Keadaan semakin memburuk dan pada pertengahan Januari 2025, Agatha kembali ke Jakarta dalam kondisi yang sangat lemah. Berat badannya turun hingga total 10 kilogram, bahkan ia juga mengalami mual, muntah, demam menggigil, sesak napas, dan kelelahan ekstrem.

Saat dirawat inap di Jakarta, Agatha baru benar-benar mendapatkan penjelasan dari dokter bahwa sejak September 2024 ia telah terdiagnosis kanker saluran empedu yang telah menyebar ke hati (metastasis) atau stadium 4.

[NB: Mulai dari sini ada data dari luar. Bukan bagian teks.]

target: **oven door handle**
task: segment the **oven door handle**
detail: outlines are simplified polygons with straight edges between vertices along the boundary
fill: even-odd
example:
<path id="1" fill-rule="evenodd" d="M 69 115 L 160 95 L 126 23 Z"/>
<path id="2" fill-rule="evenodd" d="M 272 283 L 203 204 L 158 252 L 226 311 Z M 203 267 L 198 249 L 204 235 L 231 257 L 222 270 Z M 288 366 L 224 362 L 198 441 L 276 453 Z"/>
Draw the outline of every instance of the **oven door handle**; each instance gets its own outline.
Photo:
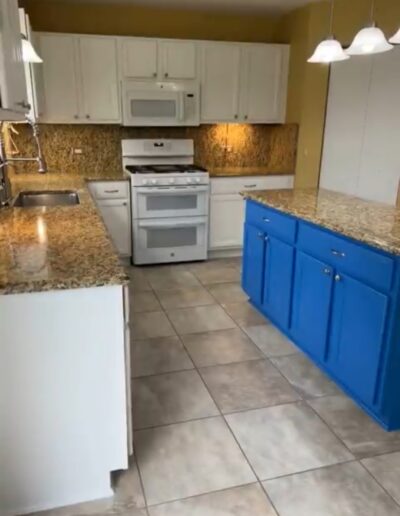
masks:
<path id="1" fill-rule="evenodd" d="M 179 222 L 151 222 L 151 221 L 141 221 L 138 223 L 139 228 L 141 229 L 175 229 L 175 228 L 187 228 L 191 226 L 204 226 L 206 224 L 205 220 L 189 220 L 189 221 L 179 221 Z"/>
<path id="2" fill-rule="evenodd" d="M 208 192 L 208 185 L 205 186 L 183 186 L 182 188 L 169 187 L 150 187 L 150 188 L 136 188 L 138 195 L 154 195 L 155 193 L 161 193 L 163 195 L 187 195 L 188 193 L 203 193 Z"/>

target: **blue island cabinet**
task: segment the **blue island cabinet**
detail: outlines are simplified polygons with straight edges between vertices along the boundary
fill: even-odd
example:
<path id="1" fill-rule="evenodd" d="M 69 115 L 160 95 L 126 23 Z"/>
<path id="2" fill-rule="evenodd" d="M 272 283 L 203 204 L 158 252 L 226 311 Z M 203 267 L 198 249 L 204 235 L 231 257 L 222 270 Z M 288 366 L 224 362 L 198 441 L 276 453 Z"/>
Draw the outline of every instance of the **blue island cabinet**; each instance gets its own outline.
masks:
<path id="1" fill-rule="evenodd" d="M 385 429 L 399 429 L 398 257 L 246 204 L 251 302 Z"/>

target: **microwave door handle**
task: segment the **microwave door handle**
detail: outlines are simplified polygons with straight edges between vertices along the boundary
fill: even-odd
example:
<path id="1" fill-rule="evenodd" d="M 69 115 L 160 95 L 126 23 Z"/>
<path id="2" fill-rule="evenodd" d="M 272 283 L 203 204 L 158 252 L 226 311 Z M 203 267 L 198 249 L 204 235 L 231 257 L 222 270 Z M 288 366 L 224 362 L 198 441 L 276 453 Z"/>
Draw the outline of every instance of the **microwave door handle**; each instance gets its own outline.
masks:
<path id="1" fill-rule="evenodd" d="M 183 122 L 185 118 L 185 102 L 184 102 L 184 92 L 180 91 L 178 93 L 178 120 Z"/>

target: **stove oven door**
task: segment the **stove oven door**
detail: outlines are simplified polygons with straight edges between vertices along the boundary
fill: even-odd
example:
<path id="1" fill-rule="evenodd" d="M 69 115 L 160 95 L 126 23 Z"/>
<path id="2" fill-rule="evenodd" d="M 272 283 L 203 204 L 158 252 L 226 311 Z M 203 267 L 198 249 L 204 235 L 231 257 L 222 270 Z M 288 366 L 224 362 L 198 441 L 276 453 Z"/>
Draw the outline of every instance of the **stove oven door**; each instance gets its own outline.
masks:
<path id="1" fill-rule="evenodd" d="M 208 218 L 134 221 L 135 264 L 207 259 Z"/>
<path id="2" fill-rule="evenodd" d="M 134 219 L 208 215 L 208 185 L 151 186 L 134 190 Z"/>

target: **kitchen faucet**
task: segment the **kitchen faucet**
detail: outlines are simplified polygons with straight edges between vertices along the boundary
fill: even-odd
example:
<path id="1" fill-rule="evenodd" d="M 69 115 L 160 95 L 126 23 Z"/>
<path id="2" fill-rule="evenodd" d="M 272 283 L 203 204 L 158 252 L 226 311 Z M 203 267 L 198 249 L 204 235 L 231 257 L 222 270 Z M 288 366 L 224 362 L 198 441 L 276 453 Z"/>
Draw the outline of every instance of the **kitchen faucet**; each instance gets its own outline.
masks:
<path id="1" fill-rule="evenodd" d="M 11 183 L 8 177 L 7 170 L 7 166 L 10 163 L 18 161 L 36 161 L 39 166 L 38 172 L 40 174 L 44 174 L 47 172 L 46 160 L 44 159 L 42 148 L 40 146 L 39 126 L 30 118 L 27 118 L 27 122 L 32 127 L 33 138 L 35 140 L 37 148 L 36 157 L 7 158 L 3 135 L 3 123 L 0 123 L 0 207 L 8 206 L 12 199 Z"/>

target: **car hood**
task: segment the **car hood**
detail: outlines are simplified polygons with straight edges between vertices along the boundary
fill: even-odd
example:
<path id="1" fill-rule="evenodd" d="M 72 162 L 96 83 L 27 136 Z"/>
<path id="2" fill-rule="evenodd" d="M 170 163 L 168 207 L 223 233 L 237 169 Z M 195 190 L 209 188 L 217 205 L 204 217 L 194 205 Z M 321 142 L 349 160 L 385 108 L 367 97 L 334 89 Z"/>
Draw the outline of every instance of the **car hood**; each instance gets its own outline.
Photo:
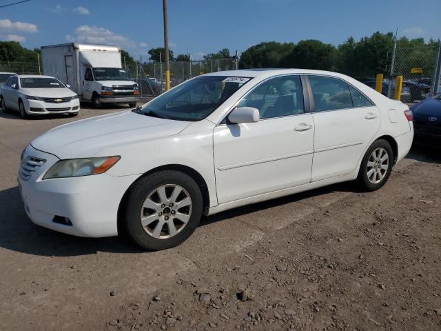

Pada Februari 2025, ia kembali menjalani operasi kedua berupa prosedur by pass lambung dan usus (Longmire Procedure). Dari jaringan yang diambil saat operasi, diketahui bahwa sel kanker juga telah menyebar ke duodenum atau usus dua belas jari.

"Jadi waktu saya umur 3 tahun itu saya pernah dioperasi karena kista di hati dan usus di bypass. nah kata dokter, kemungkinan penyakit yang dulu itu mengamuk atau muncul lagi setelah puluhan tahun. tapi sebelumnya saya juga sudah beberapa kali operasi angkat tumor jinak di payudara," sambungnya.

"Jadi badan saya seperti lahan subur untuk tumor, seperti itu," ungkapnya lagi.

Pada akhir Mei 2025, Agatha menjalani prosedur Endoscopic Retrograde Cholangiopancreatography (ERCP) dan dipasang tiga stent di saluran empedu untuk mencegah penyumbatan. Pada bulan Juni 2025, ia memilih menjalani imunoterapi, setelah mempertimbangkan bahwa kemoterapi memiliki kemungkinan keberhasilan yang sangat kecil.

"Seharusnya dengan kondisi gatal-gatal seperti ini saya sudah harus kontrol ke dokter dan kemungkinan ganti stent, namun posisi saya masih di Samarinda, paling lambat awal bulan depan saya kembali lagi ke Jakarta," ucapnya.